Per poter qualificare come atto di transazione l’accordo tra lavoratore e datore presso la sede sindacale è necessario che contenga lo scambio di reciproche concessioni, sicché, ove manchi l’elemento dell’ “aliquid datum, aliquid retentum”, essenziale ad integrare lo schema della transazione, questa non è configurabile.
La corte d’appello di Lecce ha parzialmente accolto l’appello del dipendente contro la sentenza del Tribunale che aveva respinto le domande della lavoratrice. La corte, in particolare, ha escluso che il verbale di conciliazione sindacale sottoscritto dalle parti contenesse una reale transazione, ritenendo trattarsi esclusivamente di una dichiarazione di scienza della lavoratrice, da considerarsi quale semplice “quietanza a saldo” della somma relativa al TFR spettante ed erogatale in tale sede.
Avverso tale la sentenza, la società datrice di lavoro ha proposto ricorso per cassazione affidato a tre motivi.
I primi due motivi, sui quali ci si sofferma, hanno riguardato: 1) la violazione e falsa applicazione dell’art. 2113 c.c., per avere la corte territoriale ritenuto che la conciliazione contenesse una mera dichiarazione di scienza invece che una consapevole rinuncia della lavoratrice ad ogni ulteriore pretesa nei confronti della datrice di lavoro; 2) la violazione dell’art. 2113 comma IV c.c. per non avere considerato la corte di merito che, trattandosi di una conciliazione avvenuta in ambiente sindacale e quindi protetto, non poteva applicarsi la disciplina relativa all’impugnazione delle rinunce e transazioni ai sensi dei primi tre commi dell’art. 2113 c.c.
La Cassazione ha considerato i motivi infondati in quanto: più volte è stato rilevato che ai fini della qualificazione di una dichiarazione liberatoria sottoscritta dalla parte come quietanza o piuttosto come transazione, occorre considerare che la quietanza liberatoria rilasciata a saldo di ogni pretesa costituisce, di regola, una semplice manifestazione del convincimento soggettivo dell’interessato di essere soddisfatto di tutti i suoi diritti, e che pertanto concreta una dichiarazione di scienza priva di alcuna efficacia negoziale. Nella dichiarazione liberatoria sono ravvisabili invece gli estremi di un negozio di rinunzia o transazione in senso stretto soltanto quando per il concorso di particolari elementi di interpretazione contenuti nella stessa dichiarazione, o desumibili aliunde, risulti che la parte l’abbia resa con la chiara e piena consapevolezza di abdicare o transigere su propri diritti. Spetta al giudice di merito qualificare il documento sottoscritto dalle parti come transazione e non come semplice quietanza liberatoria, avuto riguardo agli elementi di fatto presi in considerazione, derivanti sia dal documento sia da altre specifiche circostanze desumibili aliunde, elementi che ove esaminati correttamente con motivazione esente da vizi, non possono essere rimessi in discussione in questa sede.

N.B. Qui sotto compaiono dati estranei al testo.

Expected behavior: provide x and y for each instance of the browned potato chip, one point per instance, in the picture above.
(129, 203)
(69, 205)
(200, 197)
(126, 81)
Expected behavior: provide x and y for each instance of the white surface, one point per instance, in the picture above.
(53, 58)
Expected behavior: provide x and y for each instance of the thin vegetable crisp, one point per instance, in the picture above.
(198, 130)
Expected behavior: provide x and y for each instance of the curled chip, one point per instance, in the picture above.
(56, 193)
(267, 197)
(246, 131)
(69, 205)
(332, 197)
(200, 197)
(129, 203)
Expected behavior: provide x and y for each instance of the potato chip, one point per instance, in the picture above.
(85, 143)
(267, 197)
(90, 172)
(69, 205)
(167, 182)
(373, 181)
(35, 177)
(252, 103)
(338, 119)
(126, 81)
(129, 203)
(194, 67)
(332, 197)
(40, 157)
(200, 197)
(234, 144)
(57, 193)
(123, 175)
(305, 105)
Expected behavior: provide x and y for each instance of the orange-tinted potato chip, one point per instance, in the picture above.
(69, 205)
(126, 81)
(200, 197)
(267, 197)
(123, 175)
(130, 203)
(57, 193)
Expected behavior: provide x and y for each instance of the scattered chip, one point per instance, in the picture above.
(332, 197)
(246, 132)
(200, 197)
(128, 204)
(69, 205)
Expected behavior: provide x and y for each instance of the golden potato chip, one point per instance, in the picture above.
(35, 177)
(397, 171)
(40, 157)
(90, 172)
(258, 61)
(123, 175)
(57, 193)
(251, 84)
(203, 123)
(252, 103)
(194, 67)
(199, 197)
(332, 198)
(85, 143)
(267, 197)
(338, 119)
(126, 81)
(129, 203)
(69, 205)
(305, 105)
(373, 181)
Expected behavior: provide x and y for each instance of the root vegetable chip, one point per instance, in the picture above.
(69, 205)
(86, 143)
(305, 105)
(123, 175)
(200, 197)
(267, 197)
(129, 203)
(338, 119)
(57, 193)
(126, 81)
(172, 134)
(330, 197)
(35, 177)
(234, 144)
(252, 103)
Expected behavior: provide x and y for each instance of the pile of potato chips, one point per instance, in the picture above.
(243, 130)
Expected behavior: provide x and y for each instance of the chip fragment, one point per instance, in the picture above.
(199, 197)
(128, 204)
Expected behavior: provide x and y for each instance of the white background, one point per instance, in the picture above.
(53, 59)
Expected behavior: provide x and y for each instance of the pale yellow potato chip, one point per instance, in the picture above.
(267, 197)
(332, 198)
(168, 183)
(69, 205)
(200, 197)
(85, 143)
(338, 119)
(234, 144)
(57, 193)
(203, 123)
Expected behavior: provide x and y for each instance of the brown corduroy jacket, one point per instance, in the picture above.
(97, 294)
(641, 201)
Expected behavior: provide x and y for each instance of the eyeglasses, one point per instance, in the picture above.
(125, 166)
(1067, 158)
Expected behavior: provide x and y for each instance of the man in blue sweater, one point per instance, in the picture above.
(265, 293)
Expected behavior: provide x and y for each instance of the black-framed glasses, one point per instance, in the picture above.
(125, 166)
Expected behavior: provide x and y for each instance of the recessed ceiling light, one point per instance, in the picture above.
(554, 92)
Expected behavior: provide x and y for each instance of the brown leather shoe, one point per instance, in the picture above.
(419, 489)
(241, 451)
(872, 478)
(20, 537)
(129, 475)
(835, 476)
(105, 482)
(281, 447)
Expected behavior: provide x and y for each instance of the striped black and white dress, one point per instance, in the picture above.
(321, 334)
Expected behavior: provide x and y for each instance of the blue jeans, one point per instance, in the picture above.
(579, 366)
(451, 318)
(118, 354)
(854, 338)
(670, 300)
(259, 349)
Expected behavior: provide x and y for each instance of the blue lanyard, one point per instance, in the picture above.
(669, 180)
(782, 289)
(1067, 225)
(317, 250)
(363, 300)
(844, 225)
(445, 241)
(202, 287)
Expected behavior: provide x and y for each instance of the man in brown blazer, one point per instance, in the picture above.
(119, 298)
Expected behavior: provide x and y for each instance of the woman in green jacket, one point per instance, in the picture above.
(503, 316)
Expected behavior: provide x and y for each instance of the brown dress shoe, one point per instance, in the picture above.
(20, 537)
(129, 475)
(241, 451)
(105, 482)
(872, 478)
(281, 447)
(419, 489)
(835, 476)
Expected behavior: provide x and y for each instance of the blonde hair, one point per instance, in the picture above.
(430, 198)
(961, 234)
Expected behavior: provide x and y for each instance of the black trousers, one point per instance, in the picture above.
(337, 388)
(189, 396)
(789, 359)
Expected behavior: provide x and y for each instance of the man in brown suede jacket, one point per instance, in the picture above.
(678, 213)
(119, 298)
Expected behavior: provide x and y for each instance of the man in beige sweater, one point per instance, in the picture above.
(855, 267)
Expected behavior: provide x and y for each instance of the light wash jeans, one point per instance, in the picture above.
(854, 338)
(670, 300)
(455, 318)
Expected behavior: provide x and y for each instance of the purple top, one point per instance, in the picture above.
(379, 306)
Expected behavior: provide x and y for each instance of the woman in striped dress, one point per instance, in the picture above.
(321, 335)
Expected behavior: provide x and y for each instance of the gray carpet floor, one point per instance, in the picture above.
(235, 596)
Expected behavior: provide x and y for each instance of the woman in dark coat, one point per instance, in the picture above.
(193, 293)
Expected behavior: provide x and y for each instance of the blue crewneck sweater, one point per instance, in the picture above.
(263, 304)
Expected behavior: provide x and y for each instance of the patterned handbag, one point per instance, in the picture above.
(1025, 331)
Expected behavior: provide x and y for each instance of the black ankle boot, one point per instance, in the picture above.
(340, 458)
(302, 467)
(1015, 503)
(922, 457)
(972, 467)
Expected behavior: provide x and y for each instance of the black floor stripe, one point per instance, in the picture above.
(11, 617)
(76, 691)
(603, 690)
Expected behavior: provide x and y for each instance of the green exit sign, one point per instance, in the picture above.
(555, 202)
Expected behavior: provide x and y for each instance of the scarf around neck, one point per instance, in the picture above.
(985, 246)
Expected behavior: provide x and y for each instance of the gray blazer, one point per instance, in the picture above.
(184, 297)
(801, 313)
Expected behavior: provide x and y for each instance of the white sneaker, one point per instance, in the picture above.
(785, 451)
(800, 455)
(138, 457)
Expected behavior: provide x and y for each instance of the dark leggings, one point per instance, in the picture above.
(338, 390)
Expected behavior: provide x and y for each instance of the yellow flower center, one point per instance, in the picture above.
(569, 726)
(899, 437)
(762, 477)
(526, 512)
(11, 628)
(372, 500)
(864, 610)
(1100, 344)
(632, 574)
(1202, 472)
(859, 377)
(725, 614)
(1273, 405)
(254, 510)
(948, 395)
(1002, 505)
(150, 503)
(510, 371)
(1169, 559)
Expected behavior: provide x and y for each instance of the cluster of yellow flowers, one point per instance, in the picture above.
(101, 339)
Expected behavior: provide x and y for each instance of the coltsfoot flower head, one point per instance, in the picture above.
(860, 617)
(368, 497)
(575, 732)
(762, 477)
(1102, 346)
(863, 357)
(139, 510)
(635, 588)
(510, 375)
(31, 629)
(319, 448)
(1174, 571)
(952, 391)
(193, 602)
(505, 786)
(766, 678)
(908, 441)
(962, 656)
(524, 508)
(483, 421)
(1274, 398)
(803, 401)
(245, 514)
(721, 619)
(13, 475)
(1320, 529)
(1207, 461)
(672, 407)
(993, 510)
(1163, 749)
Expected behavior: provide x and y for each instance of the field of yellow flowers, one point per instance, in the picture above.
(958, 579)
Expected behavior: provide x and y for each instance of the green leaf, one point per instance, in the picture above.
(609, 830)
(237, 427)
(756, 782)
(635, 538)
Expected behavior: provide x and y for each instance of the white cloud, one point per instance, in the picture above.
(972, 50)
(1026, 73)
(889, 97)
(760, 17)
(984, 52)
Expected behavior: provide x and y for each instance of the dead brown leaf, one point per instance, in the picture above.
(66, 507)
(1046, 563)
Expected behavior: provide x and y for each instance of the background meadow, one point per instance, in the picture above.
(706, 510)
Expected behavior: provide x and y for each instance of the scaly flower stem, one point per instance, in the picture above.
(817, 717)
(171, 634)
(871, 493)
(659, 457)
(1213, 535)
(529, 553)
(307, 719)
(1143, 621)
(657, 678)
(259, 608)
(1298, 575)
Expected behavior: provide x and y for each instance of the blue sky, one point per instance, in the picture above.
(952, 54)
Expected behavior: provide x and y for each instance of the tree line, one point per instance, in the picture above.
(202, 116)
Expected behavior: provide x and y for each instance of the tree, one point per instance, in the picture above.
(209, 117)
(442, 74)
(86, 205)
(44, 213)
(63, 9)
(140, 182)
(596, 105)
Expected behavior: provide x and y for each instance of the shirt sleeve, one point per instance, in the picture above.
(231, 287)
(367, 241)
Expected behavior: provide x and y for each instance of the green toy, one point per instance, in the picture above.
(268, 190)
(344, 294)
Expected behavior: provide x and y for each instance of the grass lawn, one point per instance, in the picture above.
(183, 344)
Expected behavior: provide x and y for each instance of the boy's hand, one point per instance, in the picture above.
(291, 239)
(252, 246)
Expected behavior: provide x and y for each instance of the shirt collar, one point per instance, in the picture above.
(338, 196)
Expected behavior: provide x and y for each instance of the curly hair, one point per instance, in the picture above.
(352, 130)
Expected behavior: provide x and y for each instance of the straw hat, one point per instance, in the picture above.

Nel caso in esame la corte di merito ha rilevato che, sebbene le parti avessero siglato una transazione presso la sede sindacale e l’accordo fosse stato siglato anche dal rappresentante sindacale, la lavoratrice aveva accettato esclusivamente il pagamento del TFR ed a fronte di tale pagamento aveva dichiarato di non avere più nulla a pretendere dalla ditta, ritenendo “transatte e rinunciate tutte le azioni”, in particolare non avendo la M. espresso alcuna volontà di volersi privare di diritti specifici e determinati o determinabili.
Per poter qualificare come atto di transazione l’accordo tra lavoratore e datore è necessario che contenga lo scambio di reciproche concessioni, sicché, ove manchi l’elemento dell’ “aliquid datum, aliquid retentum”, essenziale ad integrare lo schema della transazione, questa non è configurabile. Nel caso in esame la lavoratrice a seguito della sua rinuncia a qualsiasi ulteriore pretesa derivante dal pregresso rapporto di lavoro , non ha ottenuto null’altro che il TFR , diritto che le era già riconosciuto per legge.
A nulla rileva, peraltro, che la transazione sia stata effettuata in sede sindacale atteso che, perché possa applicarsi il IV comma dell’art. 2113 c.c., che esclude la possibilità di impugnativa delle conciliazioni sindacali, deve pur sempre trattarsi di un atto qualificabile come transazione e non di una mera quietanza liberatoria.
Il ricorso è stato pertanto rigettato (cfr. Cassazione n. 28448/2018).